Jesus said to his disciples: “You have heard that it was said, An eye for an eye and a tooth for a tooth. But I say to you, offer no resistance to one who is evil. When someone strikes you on your right cheek, turn the other one as well. If anyone wants to go to law with you over your tunic, hand over your cloak as well. Should anyone press you into service for one mile, go for two miles.

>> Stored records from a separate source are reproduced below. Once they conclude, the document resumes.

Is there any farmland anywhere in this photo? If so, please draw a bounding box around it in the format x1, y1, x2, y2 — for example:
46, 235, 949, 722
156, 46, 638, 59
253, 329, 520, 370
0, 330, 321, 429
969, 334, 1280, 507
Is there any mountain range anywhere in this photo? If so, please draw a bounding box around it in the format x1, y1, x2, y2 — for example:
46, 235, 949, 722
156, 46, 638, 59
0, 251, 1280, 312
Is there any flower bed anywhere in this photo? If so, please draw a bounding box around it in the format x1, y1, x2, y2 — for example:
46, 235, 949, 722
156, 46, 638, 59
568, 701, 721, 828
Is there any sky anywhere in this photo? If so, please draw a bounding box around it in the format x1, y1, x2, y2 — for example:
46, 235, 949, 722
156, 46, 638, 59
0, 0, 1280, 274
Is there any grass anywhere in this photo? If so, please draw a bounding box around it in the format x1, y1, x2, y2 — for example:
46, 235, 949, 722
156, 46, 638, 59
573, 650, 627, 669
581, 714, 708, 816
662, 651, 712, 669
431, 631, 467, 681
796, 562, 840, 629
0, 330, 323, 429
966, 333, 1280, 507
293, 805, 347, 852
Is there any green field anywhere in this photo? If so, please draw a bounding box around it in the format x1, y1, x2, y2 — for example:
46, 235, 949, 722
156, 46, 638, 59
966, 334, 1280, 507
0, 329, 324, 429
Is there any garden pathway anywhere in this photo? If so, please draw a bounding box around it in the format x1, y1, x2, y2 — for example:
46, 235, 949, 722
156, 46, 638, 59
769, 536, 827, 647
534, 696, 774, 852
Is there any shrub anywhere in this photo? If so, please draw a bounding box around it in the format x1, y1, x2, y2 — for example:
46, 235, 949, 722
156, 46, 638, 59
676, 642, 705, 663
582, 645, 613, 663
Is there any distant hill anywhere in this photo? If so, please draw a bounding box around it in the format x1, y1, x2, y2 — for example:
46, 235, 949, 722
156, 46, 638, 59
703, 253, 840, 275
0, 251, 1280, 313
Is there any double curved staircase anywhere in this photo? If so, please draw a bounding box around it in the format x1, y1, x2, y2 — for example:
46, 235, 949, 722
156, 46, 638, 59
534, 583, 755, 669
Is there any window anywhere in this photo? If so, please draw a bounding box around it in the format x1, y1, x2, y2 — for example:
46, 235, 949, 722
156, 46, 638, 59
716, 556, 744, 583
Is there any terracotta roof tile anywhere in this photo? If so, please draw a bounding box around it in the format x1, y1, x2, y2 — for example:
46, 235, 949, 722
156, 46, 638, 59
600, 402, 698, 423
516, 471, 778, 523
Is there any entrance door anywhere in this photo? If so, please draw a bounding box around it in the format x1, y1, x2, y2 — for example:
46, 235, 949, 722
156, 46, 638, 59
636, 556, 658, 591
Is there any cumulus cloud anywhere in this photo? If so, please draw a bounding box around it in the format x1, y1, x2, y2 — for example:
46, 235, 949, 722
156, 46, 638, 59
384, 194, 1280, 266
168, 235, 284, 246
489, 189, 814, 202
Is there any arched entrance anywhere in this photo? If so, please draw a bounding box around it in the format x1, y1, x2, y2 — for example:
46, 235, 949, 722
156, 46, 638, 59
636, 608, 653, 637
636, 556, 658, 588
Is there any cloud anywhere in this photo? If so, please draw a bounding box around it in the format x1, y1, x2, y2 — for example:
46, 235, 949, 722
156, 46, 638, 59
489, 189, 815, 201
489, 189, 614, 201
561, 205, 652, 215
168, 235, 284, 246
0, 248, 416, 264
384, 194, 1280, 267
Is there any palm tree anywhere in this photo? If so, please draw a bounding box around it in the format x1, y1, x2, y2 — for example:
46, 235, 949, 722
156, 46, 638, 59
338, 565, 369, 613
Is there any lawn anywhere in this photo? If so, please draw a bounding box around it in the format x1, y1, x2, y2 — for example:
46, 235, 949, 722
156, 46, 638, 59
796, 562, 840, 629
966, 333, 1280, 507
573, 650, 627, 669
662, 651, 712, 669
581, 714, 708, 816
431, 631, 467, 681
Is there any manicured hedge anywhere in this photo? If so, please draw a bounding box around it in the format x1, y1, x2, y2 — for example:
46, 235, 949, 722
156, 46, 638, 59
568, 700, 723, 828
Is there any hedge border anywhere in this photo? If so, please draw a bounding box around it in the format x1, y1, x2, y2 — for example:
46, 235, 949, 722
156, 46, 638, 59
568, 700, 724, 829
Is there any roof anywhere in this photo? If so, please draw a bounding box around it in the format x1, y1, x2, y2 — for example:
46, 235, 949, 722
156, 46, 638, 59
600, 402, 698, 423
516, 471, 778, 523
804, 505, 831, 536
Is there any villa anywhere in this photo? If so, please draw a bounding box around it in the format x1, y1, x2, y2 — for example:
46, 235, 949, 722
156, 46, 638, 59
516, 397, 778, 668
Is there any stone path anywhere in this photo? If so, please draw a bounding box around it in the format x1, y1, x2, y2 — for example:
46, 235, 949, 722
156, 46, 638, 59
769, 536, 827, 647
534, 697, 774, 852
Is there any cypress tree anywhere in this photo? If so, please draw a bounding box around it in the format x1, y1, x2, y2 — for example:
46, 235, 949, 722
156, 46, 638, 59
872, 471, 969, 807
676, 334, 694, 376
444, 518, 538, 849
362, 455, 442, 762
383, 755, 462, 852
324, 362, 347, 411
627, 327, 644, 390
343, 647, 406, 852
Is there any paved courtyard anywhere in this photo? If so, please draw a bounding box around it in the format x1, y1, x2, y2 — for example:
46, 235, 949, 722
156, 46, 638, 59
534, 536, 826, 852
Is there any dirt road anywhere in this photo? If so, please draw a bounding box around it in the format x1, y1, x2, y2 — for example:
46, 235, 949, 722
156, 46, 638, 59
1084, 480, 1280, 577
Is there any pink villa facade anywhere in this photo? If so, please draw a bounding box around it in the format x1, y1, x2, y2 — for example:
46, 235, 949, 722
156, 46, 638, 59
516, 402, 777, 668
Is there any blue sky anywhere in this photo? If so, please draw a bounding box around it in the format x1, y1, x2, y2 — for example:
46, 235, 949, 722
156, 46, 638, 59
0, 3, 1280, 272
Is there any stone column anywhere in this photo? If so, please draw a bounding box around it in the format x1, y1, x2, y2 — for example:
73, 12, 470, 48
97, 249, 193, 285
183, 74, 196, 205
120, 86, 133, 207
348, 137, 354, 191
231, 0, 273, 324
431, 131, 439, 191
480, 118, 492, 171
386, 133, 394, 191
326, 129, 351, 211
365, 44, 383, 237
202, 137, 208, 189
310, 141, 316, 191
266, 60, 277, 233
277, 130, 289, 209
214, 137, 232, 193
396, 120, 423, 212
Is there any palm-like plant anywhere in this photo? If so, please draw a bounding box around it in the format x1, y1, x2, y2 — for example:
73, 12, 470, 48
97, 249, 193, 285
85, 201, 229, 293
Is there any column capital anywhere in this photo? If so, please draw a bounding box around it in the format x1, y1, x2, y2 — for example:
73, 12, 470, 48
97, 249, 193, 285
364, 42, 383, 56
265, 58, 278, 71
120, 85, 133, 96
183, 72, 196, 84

by Father Greg Friedman, OFM
Sometimes the hardest Gospel texts to hear and live are the simplest. Today, our selection from the Gospel of Matthew contains such passages. Jesus, still preaching the “Sermon on the Mount,” acts in the role of a “new Moses”—a new kind of lawgiver. He builds on the commandments of old, but commands us to go deeper. Rather than retaliating for evil done to us, we are to offer no resistance, hand over our possessions, go the extra mile. Instead of hating our enemies, we’re to love them. We are to pray for our persecutors. In short, we’re commanded to practice a perfection which imitates the perfection of the Father in heaven.
In one of his movies, filmmaker Woody Allen portrays an egotistical writer whose friend accuses him of trying to be like God. “Well,” says Woody’s character, “I have to model my life on somebody!” Allen’s humor has always struck me as an unintended commentary on the Christian life. Far from being an exercise in arrogance, striving to “be perfect, just as your heavenly Father is perfect,” is our way to salvation.
Without the grace we’re offered in Jesus Christ, of course, that task is impossible. But if we respond to the challenging commands of the Lord in today’s Gospel, we are certainly assured of God’s help to live them out.
by Father Dan Kroger, OFM
• Does the first reading from the book of Leviticus (19:1-2, 17-18) give you a good reason to obey the law of God?
“You shall love your neighbor as yourself.” Sometimes this is called the “Golden Rule” because a similar rule is found in many places and cultures around the world. Do you use this rule in your school, business or home?
• In the second reading (1Cor 3:16-23), St. Paul says that we are temples of God because God dwells in each of us. What does that mean in our relations with others?
St. Paul also urges everyone to remember that we all belong to Christ and Christ to God. He is trying to get the people in Corinth to forget their differences and to respect others. Is that a good idea for today? Why or why not?
• What does Jesus say about the principle “an eye for an eye and a tooth for a tooth?” That is a part of the Jewish law. Does Jesus think that is enough?
Jesus teaches that we must love our enemies. Do we do that? It seems we must also love those who seem to be wrong or we find to be disagreeable or disgusting. Can you think of anyone who is like that?
by Susan Hines-Brigger
• The Gospel says that if someone asks you to go one mile, you should go for two. Go to a local park--or even just your neighborhood and take a walk. Try to walk as far as you can--maybe even a mile or two.
• Each of us has people who we don't get along with. Make an extra effort this week to be nice to someone you don't normally interact with much.